Tuesday, November 17, 2009

Raise the Roof

Home ownership is an entirely new animal. Sure it hurts your wallet and your social life - but perhaps nothing takes a hit quite like your pride.

Case in point -

I climbed up on top of my garage to clear a bunch of old sticks, leaves and other debris before the always fun Cleveland winter. All is well, I scrape everything off and do acrobatic sex moves to maneuver around the power lines. All in all, I looked like a badass.

But then it was time to get down.

You see, I hadn't secured the ladder on level ground - so every time I went to take a step, the ladder would slide out from under me.

In other words, I was stuck on the roof.

Of course, this would not have been such a big deal if it had not been the last nice weekend of the fall - so every single one of my neighbors was also outside doing yardwork.

I know the polite "Hey nice to see you but I don't want to talk to you" neighbor wave.

As well as the "I would talk to you but I am in the middle of this job and can't stop" wave.

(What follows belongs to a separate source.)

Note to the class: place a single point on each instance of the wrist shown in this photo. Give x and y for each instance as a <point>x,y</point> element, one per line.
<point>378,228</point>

What I haven't learned is the "Oh my god I have a terminal case of Embarrassment and I will now commence a three month period in which I don't leave my house for fear of having to explain to you why I am sitting on the roof of my garage screaming for my roommate to come hold the ladder so I can get down" wave.

Practice makes perfect.

10 comments:

Moooooog35 said...

Wait til you have to do the 'sorry I ran over your cat with my snowblower' wave.

Awkward.

ken said...

how high was the garage?

jump, you fucker, jump!

Fizzgig said...

i bet you are on youtube somewhere....id google myself if I were you!

Lana said...

securing ladders sounds like a secret trick that only certain people are warned about. no one can be expected to figure that out before climbing up one.

Marie said...

This is why you need 1 or 2 or 3 big trees around so you can climb down them in case stuff like this happens.

LiLu said...

How oh HOW could you not tell us the denouement? Did you jump for it? Belly flop? Did the "tuck and roll" from 5th grade gym class finally come into use?

Ed Adams said...

This is why I always wear a parachute.

You never know when you're going to need that sucker.

Toe said...

Ah, the joys of home ownership.

You must teach me this 'mind your own bidness' wave because it doesn't seem to work on my neighbors.

Andhari said...

Better learn how to jump now, Narm. Make it fun. Wear a red cape :p

Ben said...

Having shown up at a neighbour's inexplicably without shoes or socks on asking to use the phone, I completely understand where you're coming from.